By the Numbers: Maple Leafs struggling to win in regulation
The Toronto Maple Leafs currently sit in a playoff spot despite being tied for the fewest regulation wins in the NHL this season.
Of the 12 wins the Maple Leafs have, just five have been earned inside 60 minutes. Within the Eastern Conference, the Montreal Canadiens, who have played three more games than Toronto, also have five regulation wins, while no other team has fewer than seven. The Chicago Blackhawks, who are last in the NHL with 15 points, and the Seattle Kraken, who are 26th in the league with 22 points, also have five regulation wins.
Among teams currently in a playoff spot entering play Thursday, the Philadelphia Flyers have the next fewest regulation wins with nine.
Toronto has gone to overtime in exactly half of their 22 games so far this season. The team has picked up seven wins in those 11 games, including four wins in their five games that have gone to a shootout.
The Maple Leafs earned 42 of their 50 wins last season within regulation, with just one shootout win in three games that went the distance.
The tight margin of victory has the Maple Leafs sitting with a plus-2 goal differential, which ranks eighth in the conference and 15th in the league. Toronto holds at least a game in hand on most teams in the conference, with only the Ottawa Senators, who will play their 21st game of the season when they host the Maple Leafs on Thursday, having played fewer games.
The Maple Leafs have gone to overtime in five of their past six games, falling 3-2 to the Pittsburgh Penguins on Nov. 25 in the lone contest during the stretch decided in regulation. The six games have all been relatively low scoring, with no more than three goals scored or allowed by the Maple Leafs in regulation.
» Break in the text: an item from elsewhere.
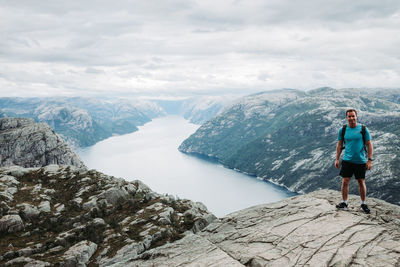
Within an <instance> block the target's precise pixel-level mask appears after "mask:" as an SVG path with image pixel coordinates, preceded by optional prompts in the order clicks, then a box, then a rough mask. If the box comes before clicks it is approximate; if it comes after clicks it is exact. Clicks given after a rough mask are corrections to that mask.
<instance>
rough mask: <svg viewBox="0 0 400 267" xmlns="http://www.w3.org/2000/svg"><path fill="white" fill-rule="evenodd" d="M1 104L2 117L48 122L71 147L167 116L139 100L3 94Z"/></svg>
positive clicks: (135, 127)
Team president Brendan Shanahan told TSN's Gino Reda on Monday that, in a glass-half-full outlook, the stats also show the Maple Leafs have been a tough team to beat. Toronto's six regulation losses is the fifth lowest total in the league.
Shanahan said that while closing out games could be an area of improvement for Toronto, the team has also shown resiliency in fighting back to force the extra frame when trailing. The Maple Leafs erased a two-goal second-period deficit against the Boston Bruins on Saturday and scored with six seconds left to tie the game at 3-3 before falling in overtime.
General manager Brad Treliving gave a similar outlook when speaking on OverDrive on TSN 1050 Toronto Wednesday.
"You would like to win them all 5-1 in regulation and put your feet up in the third, but sometimes it doesn’t happen that way," Treliving said. "I look at it two ways. Number one, we have been able to bank points. We are not giving any of them back. But you also can’t look at it as though things are perfect.
"We certainly have things to clean up. You take the positives out of it. We've been able to find some points. In some ways, we have been resilient. If you look at last Saturday, we came from behind. In some games, we pissed away some points in terms of letting teams back into it and then maybe even we get it in OT or the shootout, but we made it more difficult than it should’ve been.
"I’d like us just to be a lot tighter defensively. Our team has enough people who can score. Sheldon and his staff are working on it and our group is aware of it. We just have to be a little cleaner defensively. We shouldn’t need four every night to win a game.
"You see that in teams who are competing late in the spring. You need to score, and that is always an emphasis. We want to make sure we have enough offence here, but to me, a lot of our issues have been being a little too loose defensively or giving up a few too many chances. Taking away a little more space and being harder to play against in terms of suffocating teams a little bit more - those are the areas we need to focus on.
"We will take the points that we have gotten, but certainly, there are areas we know we have to and can be better in."
Leafs begin busy stretch into holiday break
Thursday's game against the Senators will begin a stretch of nine games in 17 days leading into the holiday break for the Maple Leafs.
After enjoying a five-day break following Saturday's loss the Bruins, the Maple Leafs will have just one three-day break during their upcoming slate.
A home date Saturday against the Nashville Predators will follow after Thursday's contest before a set of back-to-back games on the road against the New York Islanders on Monday and New York Rangers on Tuesday.